Los siguientes dos Triboulet, que sirvieron sucesivamente a los reyes franceses Luis XII y Francisco I, ya no tuvieron tanta suerte. No se les consideraba ya locos, sino humoristas, susceptibles por tanto de ser castigados. Las anécdotas recogidas sobre el Triboulet que sirvió a Francisco I lo reflejan bien, aunque también ponen en relieve la fama de déspota engreído con que el monarca ha pasado a la historia. Nada evidencia ese carácter mejor que su derrota en la batalla de Pavía de 1525. Frente a infantería de los Tercios españoles y lansquenetes alemanes, se empeñó, en contra del criterio de sus asesores militares, en decidir la lucha mediante la heroica carga de su caballería pesada.

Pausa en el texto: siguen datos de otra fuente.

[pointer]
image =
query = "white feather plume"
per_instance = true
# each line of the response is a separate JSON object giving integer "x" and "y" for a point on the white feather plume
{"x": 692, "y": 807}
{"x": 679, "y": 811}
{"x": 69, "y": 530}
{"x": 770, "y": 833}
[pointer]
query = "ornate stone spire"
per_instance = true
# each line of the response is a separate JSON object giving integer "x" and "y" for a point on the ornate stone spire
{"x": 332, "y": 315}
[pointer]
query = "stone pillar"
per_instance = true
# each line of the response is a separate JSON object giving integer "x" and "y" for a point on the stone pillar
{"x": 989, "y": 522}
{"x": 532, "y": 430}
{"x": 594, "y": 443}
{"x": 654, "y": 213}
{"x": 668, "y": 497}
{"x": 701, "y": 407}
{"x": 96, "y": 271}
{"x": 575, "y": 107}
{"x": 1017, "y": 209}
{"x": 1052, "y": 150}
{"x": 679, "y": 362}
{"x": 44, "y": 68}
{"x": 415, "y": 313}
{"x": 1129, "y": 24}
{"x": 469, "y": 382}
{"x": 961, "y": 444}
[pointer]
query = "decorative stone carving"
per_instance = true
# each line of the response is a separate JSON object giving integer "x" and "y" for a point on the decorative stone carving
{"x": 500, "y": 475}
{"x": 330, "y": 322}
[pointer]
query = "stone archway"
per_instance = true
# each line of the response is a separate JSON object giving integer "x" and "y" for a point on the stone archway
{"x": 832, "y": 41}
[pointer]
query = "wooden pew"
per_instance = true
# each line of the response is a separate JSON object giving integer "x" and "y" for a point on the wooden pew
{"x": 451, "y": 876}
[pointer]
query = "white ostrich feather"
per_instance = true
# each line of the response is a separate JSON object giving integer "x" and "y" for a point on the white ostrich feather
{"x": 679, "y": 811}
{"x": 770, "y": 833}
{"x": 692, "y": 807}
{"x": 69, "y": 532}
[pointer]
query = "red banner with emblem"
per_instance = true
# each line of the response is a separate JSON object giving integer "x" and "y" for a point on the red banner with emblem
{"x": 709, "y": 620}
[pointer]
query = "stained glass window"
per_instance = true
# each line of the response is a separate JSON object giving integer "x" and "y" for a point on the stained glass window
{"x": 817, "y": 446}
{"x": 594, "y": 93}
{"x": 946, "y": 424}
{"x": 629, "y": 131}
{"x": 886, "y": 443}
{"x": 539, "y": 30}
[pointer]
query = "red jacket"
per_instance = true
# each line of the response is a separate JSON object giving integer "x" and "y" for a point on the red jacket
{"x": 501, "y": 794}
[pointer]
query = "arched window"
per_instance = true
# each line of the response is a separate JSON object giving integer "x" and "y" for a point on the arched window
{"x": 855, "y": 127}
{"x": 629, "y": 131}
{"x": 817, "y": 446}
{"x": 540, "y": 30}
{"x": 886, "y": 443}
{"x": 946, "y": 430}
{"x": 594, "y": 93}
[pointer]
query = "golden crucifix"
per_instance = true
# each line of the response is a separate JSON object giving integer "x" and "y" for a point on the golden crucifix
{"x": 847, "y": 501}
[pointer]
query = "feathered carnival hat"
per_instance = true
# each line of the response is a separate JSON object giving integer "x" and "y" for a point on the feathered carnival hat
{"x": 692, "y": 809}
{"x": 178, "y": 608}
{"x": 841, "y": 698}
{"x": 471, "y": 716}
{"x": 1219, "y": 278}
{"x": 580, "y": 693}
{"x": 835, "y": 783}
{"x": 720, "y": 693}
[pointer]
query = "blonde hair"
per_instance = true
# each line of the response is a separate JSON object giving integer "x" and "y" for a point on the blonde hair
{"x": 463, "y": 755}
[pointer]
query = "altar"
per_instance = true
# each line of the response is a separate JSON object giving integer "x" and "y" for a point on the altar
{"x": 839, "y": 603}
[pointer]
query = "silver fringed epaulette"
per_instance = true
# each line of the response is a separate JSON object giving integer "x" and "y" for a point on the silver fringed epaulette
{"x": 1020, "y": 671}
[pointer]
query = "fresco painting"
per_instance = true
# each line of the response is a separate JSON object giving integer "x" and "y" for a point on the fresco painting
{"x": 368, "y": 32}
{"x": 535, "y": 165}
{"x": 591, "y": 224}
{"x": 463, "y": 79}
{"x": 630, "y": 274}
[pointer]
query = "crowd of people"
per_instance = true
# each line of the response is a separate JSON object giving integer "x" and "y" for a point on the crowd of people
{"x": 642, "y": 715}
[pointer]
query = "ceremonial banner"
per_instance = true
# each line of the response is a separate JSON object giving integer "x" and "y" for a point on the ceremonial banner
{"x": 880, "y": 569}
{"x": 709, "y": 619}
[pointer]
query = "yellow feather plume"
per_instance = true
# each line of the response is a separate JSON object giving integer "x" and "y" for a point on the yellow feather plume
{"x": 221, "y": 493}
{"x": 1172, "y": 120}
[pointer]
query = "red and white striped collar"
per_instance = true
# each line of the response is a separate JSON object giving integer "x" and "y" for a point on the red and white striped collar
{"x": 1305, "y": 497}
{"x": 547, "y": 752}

Esto es, él mismo y sus nobles cabalgando en formación cerrada hacia piqueros y arcabuceros. El resultado fue un desastre, con numerosas muertes entre los que cargaban. El propio Francisco I salvó la vida porque un soldado español de los Tercios decidió hacerle prisionero, confiando en una buena recompensa por haber atrapado a quien parecía un caballero principal. Obviamente, un rey que no se dejaba aconsejar, exponiendo su vida y su reino, menos aún iba a ser magnánimo con su bufón. Después de haber jugado con él a condenarlo a muerte muchas veces, permitiéndole salidas ingeniosas, llegó el día en que harto dictó la pena definitiva. Para concederle una última gracia, le preguntó por qué medio deseaba ser ejecutado. La respuesta habitual hubiera sido decapitado por hacha, suerte reservada a los nobles, en lugar de ahorcado como un hombre común. Pero Triboulet contestó, con mucha sencillez, que elegía morir de viejo. Y lo consiguió, porque una vez más, la última, hizo gracia a Francisco I. Después dejó de estar a su servicio.

Puede que para ser bufón haya que armarse con un ingenio como el de Triboulet, sin importar la época en que se viva. A cambio, eso sí, hay que correr el riesgo de que sobre uno pese una condena. Porque como nos enseñó Víctor Hugo, el poder también se divierte. Y de qué absolutista manera.